In un mondo migliore

In un mondo migliore **

Premio Oscar al miglior film straniero, questo nuovo film di Susanne Bier, dopo la trasferta americana di Noi due sconosciuti ed il successo di Dopo il matrimonio, è ancora un melò sentimentale in salsa nordica, con la consueta tappa terzomondista.

La Bier fa cinema per signore con il fazzoletto sempre pronto, in Danimarca la considerano commerciale, ma chissà perchè Hollywood va pazza per le sue storie sentimenti che sfruttano i bei colori caldi dell’africa e delle estati nordiche, con la luce chiara all’orizzonte.

La Bier però non sembra sfruttare furbescamente gli elementi messi in gioco, ma la sua onestà di fondo riesce spesso a vivificare le sceneggiature sin troppo prevedibili dei suoi film.

In un mondo migliore racconta la storia di due ragazzi: Elias, vessato dai compagni di classe e da un bullo della scuola e Christian a cui è appena morta la madre di cancro.

Quando Christian ritorna in Danimarca, lasciando Londra, finisce nella stessa classe di Elias: i due faranno amicizia, anche grazie al fatto che Christian si mostra intrepido e senza paura.
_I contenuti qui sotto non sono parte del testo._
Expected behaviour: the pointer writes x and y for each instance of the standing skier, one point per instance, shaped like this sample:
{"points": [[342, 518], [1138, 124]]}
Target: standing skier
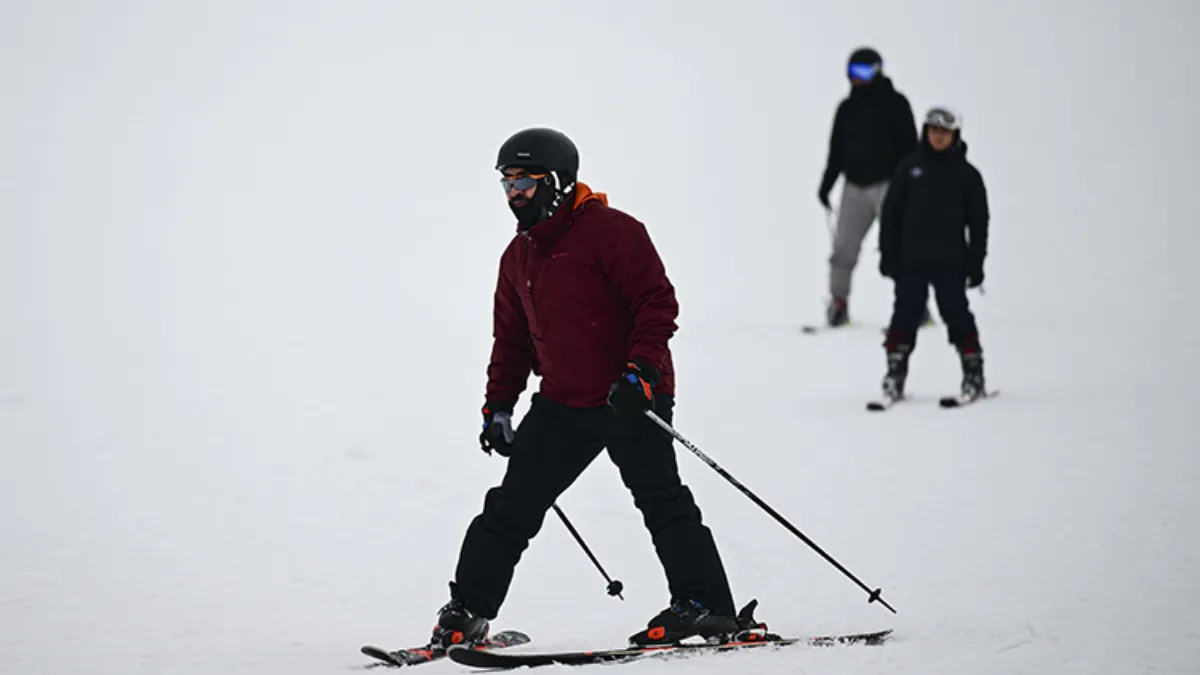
{"points": [[583, 300], [873, 132], [934, 232]]}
Danno una lezione al ragazzo che li vessa e poi escogiteranno una pericolosa vendetta quando il padre di Elias viene schiaffeggiato in pubblico dal padre di un altro bambino.

La storia dei due ragazzi si intreccia con quelle dei loro genitori: quelli di Elias sono entrambi medici e stanno divorziando. Lui lavora in un campo africano, lei in un moderno ospedale danese.

Il padre di Christian invece ritorna nel paese d’origine, dopo la morte della moglie, ma continua i suoi affari a Londra.

Come se non bastasse, la Bier inserisce anche una sottotrama africana, nella quale il medico europeo, si trova a dover curare un violento capobanda locale, che gioca brutalmente con la vita delle donne del villaggio.

Tutti i personaggi finiscono quindi a dover fare i conti con la morte e con la violenza. Quella fisica e quella verbale.

La Bier rimane meravigliosamente ambigua, cercando di non sbilanciarsi troppo: i più giovani sembrano conoscere solo l’occhio per occhio, i più grandi si sforzano di farli ragionare sulle conseguenze della spirale di violenza.

Gli sviluppi sono macchinosi e prevedibili, tutti perfettamente esemplari, ma non c’è mai la tragedia nei film della Bier: le cose si aggiustano sempre.

Lo spettatore merita sempre un bel lieto fine e la regista danese non si sottrae, dopo aver disseminato lacrime, incidenti, riconciliazioni e scene madri.

Come spesso succede, da molti anni a questa parte, l’Oscar per il miglior film straniero non premia più l’eccellenza, ma film dal gusto medio, ben girati e ottimamente fotografati, capaci di colpire più allo stomaco che al cervello i pochi giurati votanti.

Anche questo In un mondo migliore rientra nella stessa categoria dei modesti Il segreto dei tuoi occhi e Departures.